Faut-il rappeler que Messali, aujourd’hui réhabilité, fit démarrer l’histoire d’Algérie au 7ème siècle pour censurer l’antiquité amazighe ? Que les Oulémas, frileux sur la question de l’indépendance, écrivaient dans Al Baçaïr que les «Kabyles ne deviendront pleinement Algériens que le jour où ils cesseront de parler cette langue qui nous écorche les oreilles» ? Contre l’amazighité, la liste des crimes, des assassinats, des répressions, des tortures et des mensonges est longue. Quant à vous, Madame, votre intransigeante vigilance vous conduit à déceler l’intolérance dans le mouvement amazigh, à y voir un danger puisque, selon vous, il diffuserait «la haine».
Même si vous voulez l’oublier, Madame, l’actualité se charge de vous le rappeler : nous vivons encore aujourd’hui un terrorisme endémique dont le bilan en vies humaines s’élève à des centaines de milliers de morts. Puis-je vous faire observer que cet état de guerre larvée, cette violence meurtrière qui n’a rien de fictif ne doit rien à l’amazighité mais tout à l’arabo-islamisme ?
Je n’ose imaginer votre réaction si les assassins s’étaient revendiqués d’une plate-forme qui, de près ou de loin, directement ou indirectement, explicitement ou implicitement, avait un quelconque rapport avec l’amazighité. Je parierais cependant que si vous étiez invitée à vous prononcer sur ces violences meurtrières, vous ne vous risqueriez pas à jeter le bébé avec l’eau du bain comme vous le faites pour l’amazighité. Vous reprendriez bien sagement la même antienne partout serinée pour expliquer que ces comportements sont étrangers au véritable islam.

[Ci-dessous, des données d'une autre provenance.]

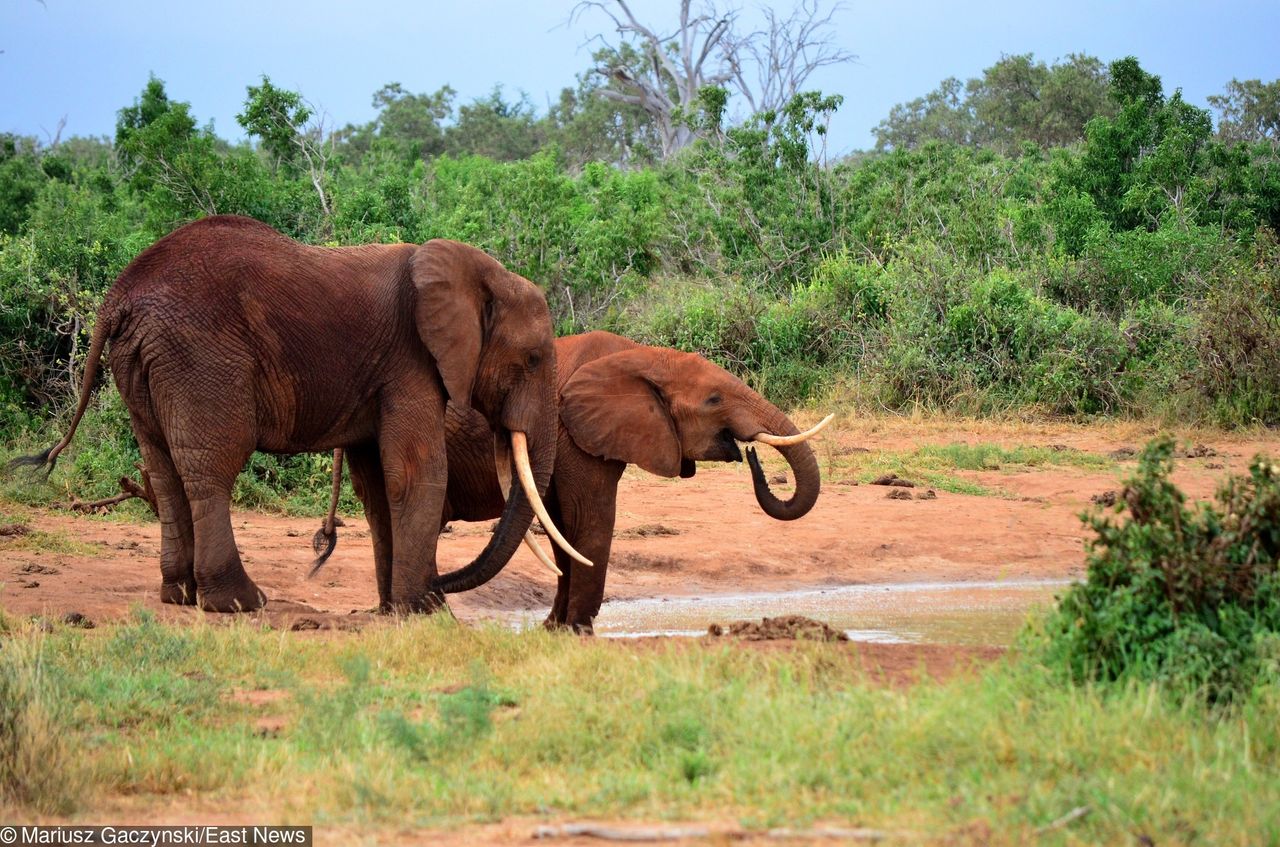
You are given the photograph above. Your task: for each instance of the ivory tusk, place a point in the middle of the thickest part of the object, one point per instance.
(520, 447)
(540, 554)
(786, 440)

Pourtant les assassins, eux, se réfèrent au vrai Coran et jamais la moindre erreur n’a été signalée dans les versets qu’ils citent dans un arabe pur Hidjaz, tété à l’école algérienne.
Pourquoi donc ce déséquilibre ? Qu’est ce qui distingue ces deux traitements : celui complaisant avec l’arabo-islamisme d’un côté et, de l’autre, celui sectaire et hostile à l’égard de l’amazighité ? La réponse est simple : la frontière qui les sépare est celle qui passe entre le monde des oppresseurs et le monde des opprimés.

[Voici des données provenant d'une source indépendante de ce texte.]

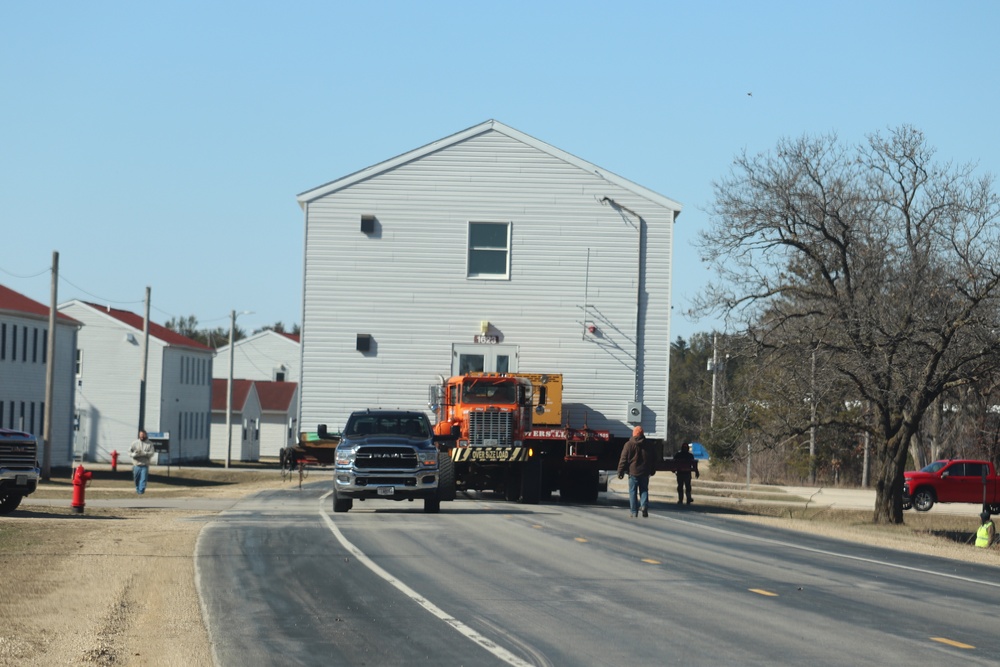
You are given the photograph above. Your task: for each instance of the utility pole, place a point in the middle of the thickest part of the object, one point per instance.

Vous refusez, Madame, de voir une réalité élémentaire. Ce qui est en cause, c’est d’un côté la survie de la langue amazighe que l’Unesco a recensée parmi les langues menacées d’extinction, c’est son éradication d’Afrique du Nord, autrefois appelée Berbérie, au profit de l’arabe. Et, de l’autre côté, l’expansion, l’hégémonie totale de l’arabe sur les territoires conquis au détriment de langues indigènes ou autochtones, c’est selon. Quelle menace pèse aujourd’hui sur l’arabe, sixième langue parlée dans le monde (toutes variantes confondues) ? Ce n’est pas sa survie qui est en jeu au pays des Amazighs mais bien celle de langue amazighe.
Aussi, vos appels «au secours», vos cris d’indignation me rappellent ce passage d’une lettre adressée à Albert Camus où Mouloud Feraoun illustra son propos par une légende qui mettait en scène deux protagonistes opposés dans un combat sans merci. Le paradoxe dans l’histoire était que l’appel au secours venait de l’agresseur qui avait terrassé son adversaire et le tenait à la gorge. Le vainqueur criait sa peur de voir son ennemi … finir par se relever ! Pardonnez-moi si je vous offense avec ce parallèle, mais il me semble bien que votre aliénation identitaire est telle qu’elle vous fait adopter une attitude similaire à celle du personnage de la légende. Vous rejoignez par votre comportement ce magnat, milliardaire saoudien, actionnaire à Microsoft qui n’utilise pas sa fortune pour développer la langue arabe, ce qui serait légitime, mais use de son poids financier pour interdire l’accès de la langue amazighe à Windows 8.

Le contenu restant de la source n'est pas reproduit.